Subcutaneous Heparin Prior to Dialysis is NOT Best Practice
No, it is not best practice to administer heparin subcutaneously prior to dialysis—intravenous administration during the dialysis procedure is the standard approach for anticoagulation. 1, 2
Standard Heparin Administration for Dialysis
The FDA-approved dosing for extracorporeal dialysis specifies 25 to 30 units/kg IV bolus followed by an infusion rate of 1,500 to 2,000 units/hour based on pharmacodynamic data. 1 This intravenous approach is administered at the start of dialysis, not subcutaneously beforehand.

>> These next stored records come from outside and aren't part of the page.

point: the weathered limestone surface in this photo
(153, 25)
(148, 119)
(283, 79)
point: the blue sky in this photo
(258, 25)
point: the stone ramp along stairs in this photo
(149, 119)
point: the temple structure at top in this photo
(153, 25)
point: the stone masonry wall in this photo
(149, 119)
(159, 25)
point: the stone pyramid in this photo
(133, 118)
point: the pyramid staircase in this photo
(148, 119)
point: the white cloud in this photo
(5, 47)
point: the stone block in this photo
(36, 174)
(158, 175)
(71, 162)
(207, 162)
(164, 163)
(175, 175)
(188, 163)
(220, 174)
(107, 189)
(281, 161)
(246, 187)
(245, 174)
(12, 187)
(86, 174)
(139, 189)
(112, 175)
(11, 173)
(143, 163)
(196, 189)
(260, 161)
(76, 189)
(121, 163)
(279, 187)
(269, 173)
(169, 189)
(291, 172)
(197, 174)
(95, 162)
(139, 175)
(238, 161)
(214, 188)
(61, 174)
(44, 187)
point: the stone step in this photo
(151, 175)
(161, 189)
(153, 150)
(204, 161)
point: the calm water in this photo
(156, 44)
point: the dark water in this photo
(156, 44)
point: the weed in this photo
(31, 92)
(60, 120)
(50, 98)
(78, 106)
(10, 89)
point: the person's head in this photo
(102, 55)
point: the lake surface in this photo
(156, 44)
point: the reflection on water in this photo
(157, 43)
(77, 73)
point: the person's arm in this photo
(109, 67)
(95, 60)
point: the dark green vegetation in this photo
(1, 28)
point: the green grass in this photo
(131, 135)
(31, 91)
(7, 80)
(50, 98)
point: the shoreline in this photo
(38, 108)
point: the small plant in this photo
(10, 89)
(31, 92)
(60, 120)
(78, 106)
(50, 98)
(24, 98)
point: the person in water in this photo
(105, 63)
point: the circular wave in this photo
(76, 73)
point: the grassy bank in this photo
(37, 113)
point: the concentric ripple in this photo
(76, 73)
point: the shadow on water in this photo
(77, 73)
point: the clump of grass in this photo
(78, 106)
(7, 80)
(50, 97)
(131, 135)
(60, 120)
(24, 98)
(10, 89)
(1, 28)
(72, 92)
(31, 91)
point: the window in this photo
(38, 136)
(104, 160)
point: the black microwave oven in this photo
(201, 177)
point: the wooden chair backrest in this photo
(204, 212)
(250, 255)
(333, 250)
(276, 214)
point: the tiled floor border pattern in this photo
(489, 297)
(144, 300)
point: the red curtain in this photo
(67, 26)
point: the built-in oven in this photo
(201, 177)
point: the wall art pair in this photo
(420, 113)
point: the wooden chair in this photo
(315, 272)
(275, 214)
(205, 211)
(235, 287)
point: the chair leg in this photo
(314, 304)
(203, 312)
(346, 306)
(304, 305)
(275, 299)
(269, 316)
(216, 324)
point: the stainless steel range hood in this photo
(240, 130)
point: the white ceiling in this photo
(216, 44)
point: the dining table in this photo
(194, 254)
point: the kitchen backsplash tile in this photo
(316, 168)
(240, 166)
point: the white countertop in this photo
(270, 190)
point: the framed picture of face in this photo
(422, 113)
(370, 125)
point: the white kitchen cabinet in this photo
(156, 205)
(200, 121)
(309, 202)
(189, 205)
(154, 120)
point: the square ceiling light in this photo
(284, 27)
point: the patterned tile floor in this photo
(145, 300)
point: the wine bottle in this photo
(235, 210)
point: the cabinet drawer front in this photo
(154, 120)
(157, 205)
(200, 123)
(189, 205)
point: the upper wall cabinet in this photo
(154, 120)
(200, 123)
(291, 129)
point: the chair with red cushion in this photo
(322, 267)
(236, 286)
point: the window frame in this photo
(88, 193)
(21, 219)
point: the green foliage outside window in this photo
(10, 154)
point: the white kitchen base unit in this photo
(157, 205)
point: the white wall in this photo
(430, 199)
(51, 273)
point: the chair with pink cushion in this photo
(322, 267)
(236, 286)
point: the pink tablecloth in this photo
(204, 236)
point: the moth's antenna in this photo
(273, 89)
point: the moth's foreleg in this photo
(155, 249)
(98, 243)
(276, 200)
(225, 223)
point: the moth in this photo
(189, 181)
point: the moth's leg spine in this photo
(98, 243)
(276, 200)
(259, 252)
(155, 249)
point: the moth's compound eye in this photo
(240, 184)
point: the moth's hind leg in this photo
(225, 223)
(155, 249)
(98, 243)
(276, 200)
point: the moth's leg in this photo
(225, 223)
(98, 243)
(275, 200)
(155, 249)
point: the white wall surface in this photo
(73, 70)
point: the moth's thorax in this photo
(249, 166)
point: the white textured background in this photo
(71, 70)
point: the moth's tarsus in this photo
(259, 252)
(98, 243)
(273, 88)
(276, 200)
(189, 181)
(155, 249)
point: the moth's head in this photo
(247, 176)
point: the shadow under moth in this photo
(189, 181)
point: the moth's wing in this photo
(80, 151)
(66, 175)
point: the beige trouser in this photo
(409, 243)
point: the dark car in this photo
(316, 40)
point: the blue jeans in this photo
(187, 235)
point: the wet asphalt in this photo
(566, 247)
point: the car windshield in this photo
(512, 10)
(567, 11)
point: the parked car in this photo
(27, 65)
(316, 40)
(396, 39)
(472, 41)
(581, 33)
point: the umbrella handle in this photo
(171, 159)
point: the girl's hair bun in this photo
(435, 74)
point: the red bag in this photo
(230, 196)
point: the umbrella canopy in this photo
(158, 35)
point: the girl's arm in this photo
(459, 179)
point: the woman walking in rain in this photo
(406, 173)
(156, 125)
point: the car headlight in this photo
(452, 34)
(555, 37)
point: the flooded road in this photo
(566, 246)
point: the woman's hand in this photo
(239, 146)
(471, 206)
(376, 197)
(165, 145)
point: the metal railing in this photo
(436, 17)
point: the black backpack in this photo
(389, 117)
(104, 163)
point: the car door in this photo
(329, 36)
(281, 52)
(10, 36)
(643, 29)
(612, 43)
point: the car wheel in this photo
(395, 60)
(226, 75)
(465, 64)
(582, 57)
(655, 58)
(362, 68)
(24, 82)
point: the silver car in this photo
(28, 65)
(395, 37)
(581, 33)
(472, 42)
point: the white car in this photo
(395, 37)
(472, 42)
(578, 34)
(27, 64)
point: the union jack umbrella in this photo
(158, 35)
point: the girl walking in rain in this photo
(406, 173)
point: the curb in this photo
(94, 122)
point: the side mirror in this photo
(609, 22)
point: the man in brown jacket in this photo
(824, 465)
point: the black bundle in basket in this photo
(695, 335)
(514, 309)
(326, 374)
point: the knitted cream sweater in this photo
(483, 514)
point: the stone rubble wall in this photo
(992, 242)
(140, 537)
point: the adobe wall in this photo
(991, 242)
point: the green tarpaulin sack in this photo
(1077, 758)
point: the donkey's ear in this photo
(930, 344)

Why IV Administration is Superior
- Immediate anticoagulation is required at the moment blood enters the extracorporeal circuit to prevent clotting in the dialyzer and tubing. 2
- Subcutaneous heparin has delayed and unpredictable absorption, making it unsuitable for the acute anticoagulation needs of dialysis. 3
- Research demonstrates that subcutaneous heparin 5,000 units given 1 hour before dialysis was either unable to sustain dialysis due to excess fibrin formation or allowed elevated markers of coagulation activation (fibrinopeptide A and beta-thromboglobulin). 3
- Even 10,000 units subcutaneously could only sustain dialysis in 3 of 5 patients for 5 hours, with progressively increasing coagulation markers and fibrin formation in the extracorporeal circuit. 3
Evidence-Based Heparin Protocols for Dialysis
Standard Protocol (Most Patients)
- Administer 5,000 units IV bolus a few minutes before connecting the patient to the circuit to ensure adequate mixing with blood. 2
- Follow with continuous infusion of 1,500 units/hour throughout dialysis. 1, 3
- This regimen maintains plasma heparin levels ≥0.5 IU/mL, which completely suppresses fibrinopeptide A generation and prevents visible fibrin formation in the extracorporeal circulation. 3
- Stop the heparin infusion 30-60 minutes before the end of dialysis based on time needed for needle puncture sites to stop bleeding. 2
High Bleeding Risk Patients
For patients with active bleeding, recent surgery, or coagulopathy, three approaches exist:
- Low-dose heparin protocol: 2,500 units IV bolus plus 1,000 units/hour infusion, though this may allow some coagulation activation after 4-5 hours. 3
- Tight heparin control: Use thrombin clotting time to assess heparin sensitivity before dialysis and monitor levels during dialysis, which limited bleeding complications to 5% overall in high-risk patients. 4
- Heparin-free dialysis: Can be performed successfully with frequent saline flushes (every 15-30 minutes), though complete clotting occurs in approximately 5% of cases with average blood loss of 150 mL. 5
Low-dose systemic heparin is superior to regional heparinization in high-risk patients, with bleeding complications occurring in 10% versus 19% of dialyses respectively. 6
Critical Pitfalls to Avoid
- Never rely on subcutaneous heparin alone for dialysis anticoagulation, as it provides inadequate and delayed anticoagulation. 3
- Do not administer the IV bolus simultaneously with circuit connection—give it a few minutes beforehand to ensure thorough mixing with blood before extracorporeal circulation begins. 2
- Avoid using activated clotting time (ACT) alone for monitoring, as visual inspection of the dialyzer and clinical assessment of bleeding risk are equally important for routine outpatient hemodialysis. 2
- Do not continue heparin infusion until the end of dialysis in patients without high thrombotic risk, as this increases bleeding at needle sites. 2
Special Considerations
For patients requiring bridging anticoagulation around other procedures, subcutaneous heparin or low-molecular-weight heparin may be used between dialysis sessions, but this is distinct from intradialytic anticoagulation. 7 During the actual dialysis procedure itself, intravenous administration remains essential for adequate circuit anticoagulation.